Re: poly: Why so much anonymous virtual reality?

From: david friedman <ddfr@best.com>
Date: Thu Feb 26 1998 - 11:19:21 PST

Robin raises some interesting issues. Some responses:

1. It isn't clear that you need lots of personae. If all you want is
privacy, freedom from regulation by government, etc., you only need
two--one online and one in realspace. And if you are a good person, there
is much to be said for linking your online personae, on the theory that the
good reputation of each will help all the others. That is one of the
reasons my web page has all four of my worlds on it, instead of my setting
up separate pages not linked to each other.

2. This also answers Robin's point about people being suspicious of
anonymous dealings. I'm not anonymous online--I'm just not linked (in the
hypothetical future) to a realspace body. The decision to keep that link
cut only clearly signals dishonesty if one believes that government law
enforcement is the only good way of enforcing contracts and that there are
no strong, common reasons to want government unable to observe your
behavior.

3. The more of your life occurs in cyberspace, the harder it is for the
sort of time matching that Robin describes to work. After all, some of your
time in cyberspace involves no persona at all, since you are just reading
information, not sending it. And you can set up some unattended sessions
when you aren't in the room--as long as no serious interaction is involved.

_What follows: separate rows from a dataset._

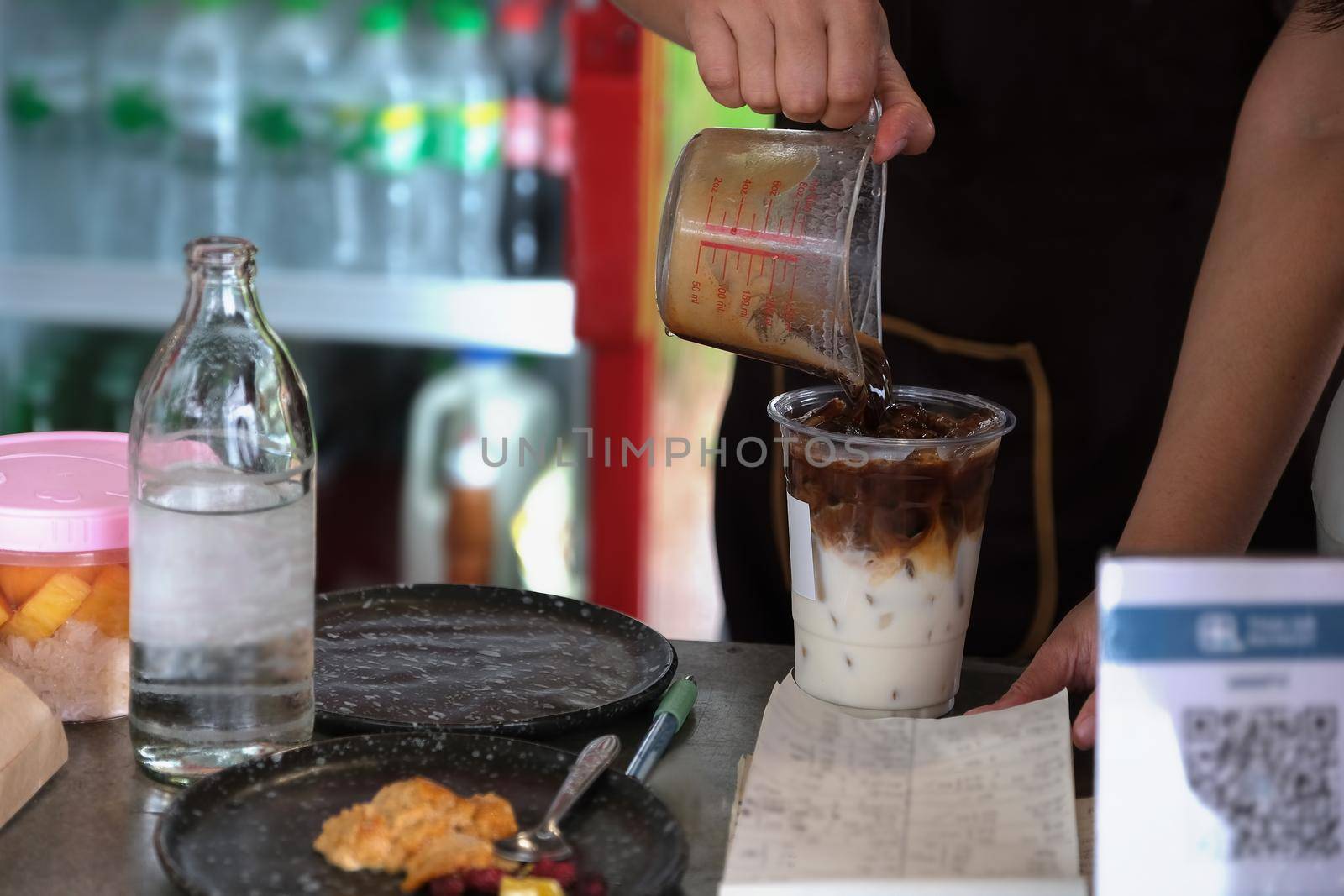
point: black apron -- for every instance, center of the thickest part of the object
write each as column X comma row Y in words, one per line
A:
column 1042, row 254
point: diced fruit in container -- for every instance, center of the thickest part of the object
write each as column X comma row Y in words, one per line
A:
column 49, row 609
column 20, row 584
column 108, row 605
column 530, row 887
column 87, row 574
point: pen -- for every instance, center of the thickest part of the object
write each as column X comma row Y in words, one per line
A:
column 667, row 720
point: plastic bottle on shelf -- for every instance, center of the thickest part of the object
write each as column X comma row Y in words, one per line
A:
column 202, row 78
column 49, row 105
column 288, row 123
column 459, row 500
column 381, row 207
column 134, row 125
column 467, row 136
column 558, row 152
column 523, row 47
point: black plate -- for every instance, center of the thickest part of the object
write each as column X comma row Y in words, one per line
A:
column 454, row 658
column 250, row 829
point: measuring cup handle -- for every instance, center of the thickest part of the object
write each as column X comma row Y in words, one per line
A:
column 869, row 123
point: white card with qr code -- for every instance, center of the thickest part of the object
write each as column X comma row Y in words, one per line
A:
column 1221, row 689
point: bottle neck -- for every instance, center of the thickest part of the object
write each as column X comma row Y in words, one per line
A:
column 222, row 291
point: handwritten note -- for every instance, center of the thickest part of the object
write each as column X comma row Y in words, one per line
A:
column 969, row 805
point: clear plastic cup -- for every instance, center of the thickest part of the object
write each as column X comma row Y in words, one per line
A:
column 885, row 540
column 770, row 246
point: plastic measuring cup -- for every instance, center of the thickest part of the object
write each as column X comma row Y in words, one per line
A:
column 770, row 246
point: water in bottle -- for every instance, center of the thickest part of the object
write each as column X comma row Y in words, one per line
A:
column 467, row 139
column 289, row 136
column 380, row 139
column 222, row 532
column 49, row 110
column 132, row 129
column 202, row 71
column 523, row 50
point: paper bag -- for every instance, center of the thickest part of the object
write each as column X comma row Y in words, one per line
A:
column 33, row 745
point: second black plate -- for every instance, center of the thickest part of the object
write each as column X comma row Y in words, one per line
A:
column 250, row 829
column 450, row 658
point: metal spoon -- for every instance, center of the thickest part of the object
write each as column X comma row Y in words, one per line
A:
column 544, row 840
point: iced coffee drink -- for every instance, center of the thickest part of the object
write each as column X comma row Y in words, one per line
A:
column 886, row 516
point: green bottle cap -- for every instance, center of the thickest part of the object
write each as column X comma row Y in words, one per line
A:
column 678, row 700
column 461, row 16
column 383, row 18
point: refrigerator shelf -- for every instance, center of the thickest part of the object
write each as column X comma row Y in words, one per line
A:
column 531, row 316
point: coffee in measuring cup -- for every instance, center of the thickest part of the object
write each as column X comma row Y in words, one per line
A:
column 770, row 246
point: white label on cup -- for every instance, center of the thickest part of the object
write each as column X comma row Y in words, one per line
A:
column 800, row 548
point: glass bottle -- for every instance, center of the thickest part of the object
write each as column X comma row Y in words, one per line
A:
column 222, row 532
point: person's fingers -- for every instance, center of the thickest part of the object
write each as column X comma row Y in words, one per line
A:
column 753, row 33
column 1048, row 672
column 1085, row 726
column 716, row 56
column 906, row 127
column 800, row 63
column 853, row 40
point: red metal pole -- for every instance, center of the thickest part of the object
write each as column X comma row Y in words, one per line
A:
column 608, row 217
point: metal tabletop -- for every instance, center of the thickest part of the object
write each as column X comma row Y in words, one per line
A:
column 91, row 829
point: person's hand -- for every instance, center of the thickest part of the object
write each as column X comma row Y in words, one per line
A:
column 1066, row 660
column 813, row 60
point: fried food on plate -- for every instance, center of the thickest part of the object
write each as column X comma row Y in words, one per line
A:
column 421, row 828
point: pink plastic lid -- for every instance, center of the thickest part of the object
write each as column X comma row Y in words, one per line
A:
column 64, row 492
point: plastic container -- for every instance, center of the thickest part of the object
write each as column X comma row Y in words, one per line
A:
column 770, row 246
column 884, row 542
column 65, row 586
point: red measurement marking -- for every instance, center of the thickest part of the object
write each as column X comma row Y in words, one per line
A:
column 763, row 253
column 734, row 231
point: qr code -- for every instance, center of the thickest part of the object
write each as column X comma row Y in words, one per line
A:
column 1272, row 774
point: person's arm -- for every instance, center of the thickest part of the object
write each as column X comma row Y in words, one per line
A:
column 1263, row 333
column 811, row 60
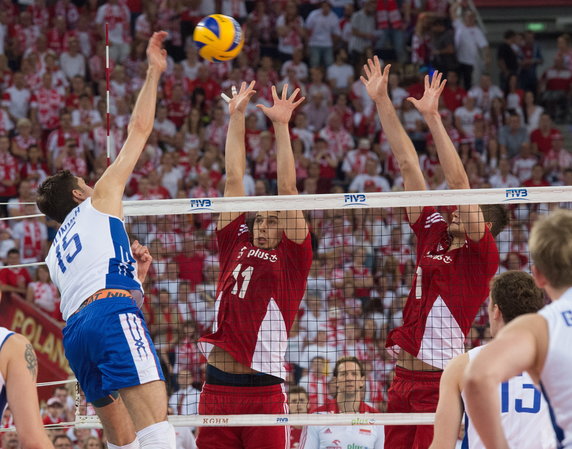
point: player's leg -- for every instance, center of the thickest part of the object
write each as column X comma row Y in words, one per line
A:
column 117, row 423
column 398, row 401
column 82, row 352
column 425, row 400
column 147, row 405
column 270, row 401
column 126, row 358
column 213, row 401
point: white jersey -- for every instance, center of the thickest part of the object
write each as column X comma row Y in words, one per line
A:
column 4, row 334
column 524, row 414
column 555, row 376
column 90, row 252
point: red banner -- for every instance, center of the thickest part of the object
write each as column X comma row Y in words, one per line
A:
column 520, row 3
column 45, row 335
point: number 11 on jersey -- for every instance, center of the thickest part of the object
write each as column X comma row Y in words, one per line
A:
column 245, row 275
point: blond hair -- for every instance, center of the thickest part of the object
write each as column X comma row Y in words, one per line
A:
column 550, row 246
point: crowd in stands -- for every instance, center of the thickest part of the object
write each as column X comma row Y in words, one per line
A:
column 53, row 117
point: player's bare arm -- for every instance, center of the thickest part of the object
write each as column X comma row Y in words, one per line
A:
column 21, row 373
column 109, row 189
column 375, row 82
column 143, row 258
column 450, row 407
column 280, row 114
column 235, row 149
column 455, row 174
column 520, row 346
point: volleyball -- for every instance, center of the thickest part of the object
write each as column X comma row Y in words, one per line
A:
column 219, row 38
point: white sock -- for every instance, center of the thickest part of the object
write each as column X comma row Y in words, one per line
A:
column 160, row 435
column 133, row 445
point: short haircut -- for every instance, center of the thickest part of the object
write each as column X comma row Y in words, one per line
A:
column 55, row 197
column 550, row 247
column 343, row 360
column 515, row 293
column 298, row 390
column 497, row 215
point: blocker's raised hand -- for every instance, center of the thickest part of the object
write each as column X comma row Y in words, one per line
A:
column 240, row 99
column 281, row 110
column 375, row 80
column 429, row 103
column 156, row 54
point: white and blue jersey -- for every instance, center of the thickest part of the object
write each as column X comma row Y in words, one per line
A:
column 90, row 252
column 524, row 414
column 556, row 377
column 107, row 343
column 4, row 334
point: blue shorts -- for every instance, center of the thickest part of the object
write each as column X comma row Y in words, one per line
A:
column 109, row 347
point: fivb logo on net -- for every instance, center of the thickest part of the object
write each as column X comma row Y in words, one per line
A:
column 516, row 194
column 355, row 199
column 201, row 204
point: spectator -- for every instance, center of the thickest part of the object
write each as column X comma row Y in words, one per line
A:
column 340, row 75
column 72, row 61
column 512, row 136
column 485, row 92
column 531, row 59
column 543, row 137
column 555, row 88
column 363, row 29
column 323, row 29
column 507, row 58
column 117, row 15
column 504, row 178
column 471, row 46
column 291, row 32
column 16, row 98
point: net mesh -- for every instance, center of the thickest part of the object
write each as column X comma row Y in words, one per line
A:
column 362, row 271
column 364, row 262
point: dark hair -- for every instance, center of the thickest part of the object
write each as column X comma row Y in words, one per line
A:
column 55, row 198
column 297, row 390
column 509, row 34
column 342, row 360
column 515, row 293
column 496, row 214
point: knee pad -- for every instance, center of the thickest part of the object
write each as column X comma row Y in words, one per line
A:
column 132, row 445
column 160, row 435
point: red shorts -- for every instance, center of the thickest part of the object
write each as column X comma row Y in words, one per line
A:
column 412, row 392
column 226, row 400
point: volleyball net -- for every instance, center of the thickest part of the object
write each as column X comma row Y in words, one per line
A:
column 362, row 271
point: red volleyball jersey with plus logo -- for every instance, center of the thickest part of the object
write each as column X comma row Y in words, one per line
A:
column 258, row 296
column 447, row 291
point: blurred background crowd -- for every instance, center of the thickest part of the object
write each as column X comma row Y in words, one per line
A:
column 505, row 107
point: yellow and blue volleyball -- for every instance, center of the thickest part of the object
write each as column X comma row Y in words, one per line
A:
column 218, row 38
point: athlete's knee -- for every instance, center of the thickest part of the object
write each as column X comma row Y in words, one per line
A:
column 160, row 435
column 133, row 445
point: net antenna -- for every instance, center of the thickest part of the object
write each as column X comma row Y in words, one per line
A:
column 108, row 114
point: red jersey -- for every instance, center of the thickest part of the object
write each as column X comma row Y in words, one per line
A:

A further point is that the snoops don't get to observe all, or nearly all,
of your interactions. Most of them, after all, are encrypted conversations
with particular people who don't work for the bad guys. The only
interactions they can use to figure out who you are are the ones they are
party to--entrapment, "public lectures," and the like.

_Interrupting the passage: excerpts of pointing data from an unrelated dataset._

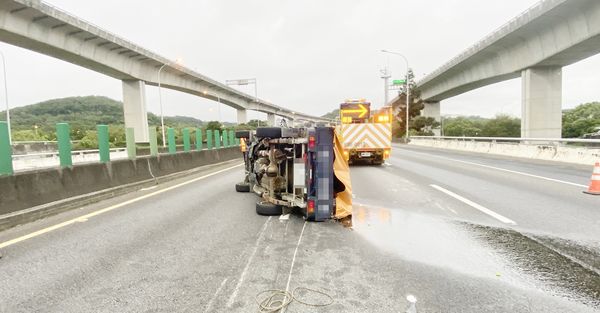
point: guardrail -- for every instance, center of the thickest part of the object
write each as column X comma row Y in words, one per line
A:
column 594, row 142
column 56, row 153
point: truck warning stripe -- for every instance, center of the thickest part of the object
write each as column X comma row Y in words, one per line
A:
column 372, row 135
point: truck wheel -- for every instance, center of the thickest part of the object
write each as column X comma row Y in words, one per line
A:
column 269, row 132
column 267, row 208
column 242, row 187
column 377, row 162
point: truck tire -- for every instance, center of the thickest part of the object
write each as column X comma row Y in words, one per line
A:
column 242, row 134
column 267, row 208
column 269, row 132
column 242, row 187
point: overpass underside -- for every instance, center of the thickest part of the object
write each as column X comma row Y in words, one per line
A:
column 39, row 27
column 534, row 46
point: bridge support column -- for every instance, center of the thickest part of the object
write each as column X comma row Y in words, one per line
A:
column 242, row 116
column 541, row 105
column 271, row 119
column 134, row 109
column 432, row 109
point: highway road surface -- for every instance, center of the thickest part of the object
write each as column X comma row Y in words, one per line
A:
column 460, row 232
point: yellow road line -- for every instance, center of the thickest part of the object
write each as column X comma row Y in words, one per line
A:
column 110, row 208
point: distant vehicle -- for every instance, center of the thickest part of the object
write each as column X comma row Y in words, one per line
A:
column 367, row 135
column 295, row 168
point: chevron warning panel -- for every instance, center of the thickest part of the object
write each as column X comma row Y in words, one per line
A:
column 367, row 136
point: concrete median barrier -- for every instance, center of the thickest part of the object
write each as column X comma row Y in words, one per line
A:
column 31, row 195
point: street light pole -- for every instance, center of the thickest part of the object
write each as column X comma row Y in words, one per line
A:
column 162, row 116
column 6, row 98
column 407, row 88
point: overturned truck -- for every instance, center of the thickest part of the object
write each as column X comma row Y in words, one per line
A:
column 299, row 168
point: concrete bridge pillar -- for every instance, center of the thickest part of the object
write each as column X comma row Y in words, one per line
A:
column 242, row 116
column 432, row 109
column 541, row 105
column 134, row 109
column 271, row 119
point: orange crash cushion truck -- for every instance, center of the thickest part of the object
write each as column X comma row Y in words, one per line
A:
column 367, row 134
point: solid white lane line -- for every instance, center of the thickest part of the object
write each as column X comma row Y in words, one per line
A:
column 504, row 170
column 212, row 300
column 245, row 270
column 110, row 208
column 287, row 286
column 475, row 205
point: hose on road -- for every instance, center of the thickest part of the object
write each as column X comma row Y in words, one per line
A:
column 277, row 299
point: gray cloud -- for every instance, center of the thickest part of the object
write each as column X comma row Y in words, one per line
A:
column 307, row 55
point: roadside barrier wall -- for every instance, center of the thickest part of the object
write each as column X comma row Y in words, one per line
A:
column 28, row 189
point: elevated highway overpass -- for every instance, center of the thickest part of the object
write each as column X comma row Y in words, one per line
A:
column 40, row 27
column 534, row 46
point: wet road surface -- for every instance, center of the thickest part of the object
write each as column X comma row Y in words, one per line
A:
column 200, row 247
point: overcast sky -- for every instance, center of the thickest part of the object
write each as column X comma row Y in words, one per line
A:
column 307, row 55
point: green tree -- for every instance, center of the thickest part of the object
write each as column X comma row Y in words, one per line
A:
column 462, row 126
column 581, row 120
column 502, row 126
column 399, row 107
column 423, row 126
column 214, row 125
column 28, row 135
column 88, row 141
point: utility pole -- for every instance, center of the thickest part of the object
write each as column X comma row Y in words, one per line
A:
column 385, row 74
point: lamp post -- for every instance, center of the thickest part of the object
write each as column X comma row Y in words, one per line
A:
column 162, row 116
column 407, row 87
column 6, row 98
column 244, row 82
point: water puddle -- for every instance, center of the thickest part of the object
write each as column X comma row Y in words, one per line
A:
column 430, row 240
column 477, row 250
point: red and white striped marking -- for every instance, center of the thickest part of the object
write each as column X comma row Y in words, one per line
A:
column 367, row 136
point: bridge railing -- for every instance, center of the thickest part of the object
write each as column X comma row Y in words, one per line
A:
column 531, row 141
column 485, row 41
column 569, row 150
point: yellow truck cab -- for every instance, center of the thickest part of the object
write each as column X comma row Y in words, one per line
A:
column 367, row 134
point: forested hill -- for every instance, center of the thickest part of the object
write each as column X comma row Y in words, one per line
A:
column 82, row 113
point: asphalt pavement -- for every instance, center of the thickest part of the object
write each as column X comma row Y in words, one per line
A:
column 458, row 236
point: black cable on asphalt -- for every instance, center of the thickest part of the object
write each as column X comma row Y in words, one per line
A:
column 279, row 299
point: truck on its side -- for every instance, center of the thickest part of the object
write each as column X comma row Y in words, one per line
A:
column 294, row 168
column 367, row 134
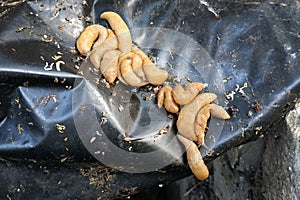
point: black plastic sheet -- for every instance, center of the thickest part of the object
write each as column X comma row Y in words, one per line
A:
column 50, row 116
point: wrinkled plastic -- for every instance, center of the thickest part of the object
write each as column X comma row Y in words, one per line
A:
column 254, row 48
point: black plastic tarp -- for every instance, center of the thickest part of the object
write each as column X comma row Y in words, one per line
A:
column 56, row 119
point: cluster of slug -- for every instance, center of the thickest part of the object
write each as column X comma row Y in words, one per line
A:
column 192, row 119
column 112, row 51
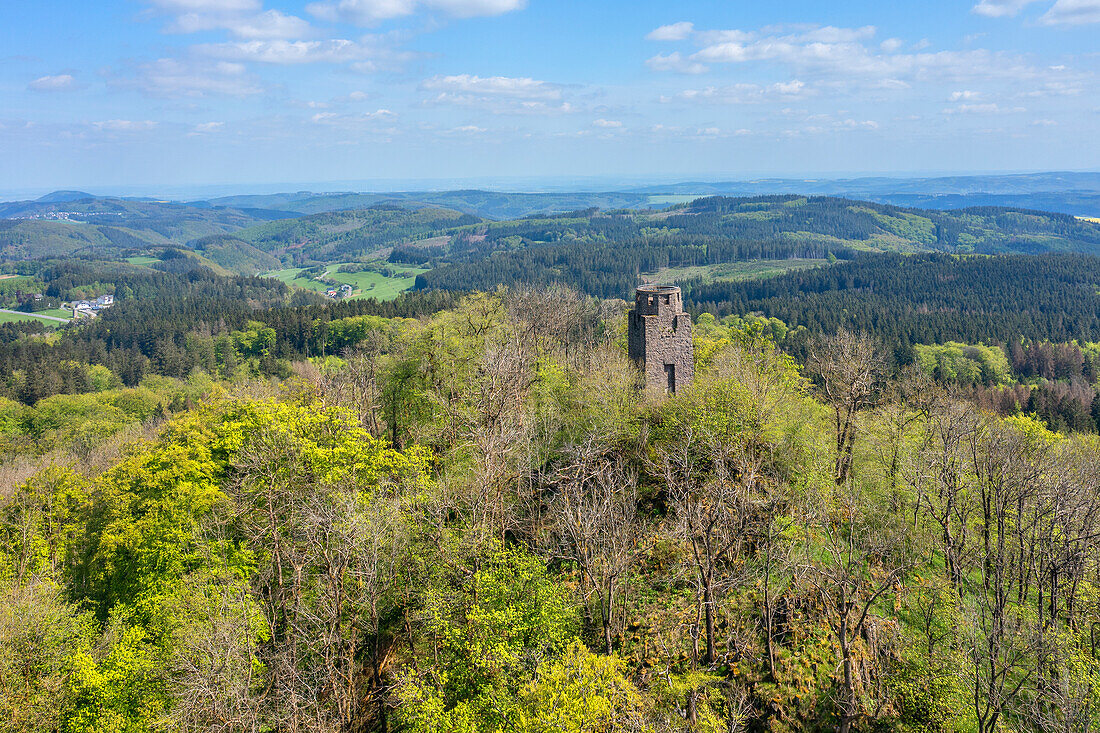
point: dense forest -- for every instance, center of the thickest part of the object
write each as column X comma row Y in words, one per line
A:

4. Robin's point about personal style is an interesting one. It sounds as
though we have an arms race. On the one side are the ID programs, trying to
pick one person out of a few billion on the basis of voice rhythms, walking
patterns, etc. On the othe side are the cloaking programs--deliberately
modifying those things, presumably using observations of other people's
voice rhythms etc., so as to keep content but randomly vary form. The limit
seems to be pure personality, whatever that means--the things that make me
me. My suspicion, perhaps mistaken, is that IDing by that is a hard enough
problem so that by the time it shows up it is going to be a very different
world--complete with uploads and intelligent AI's.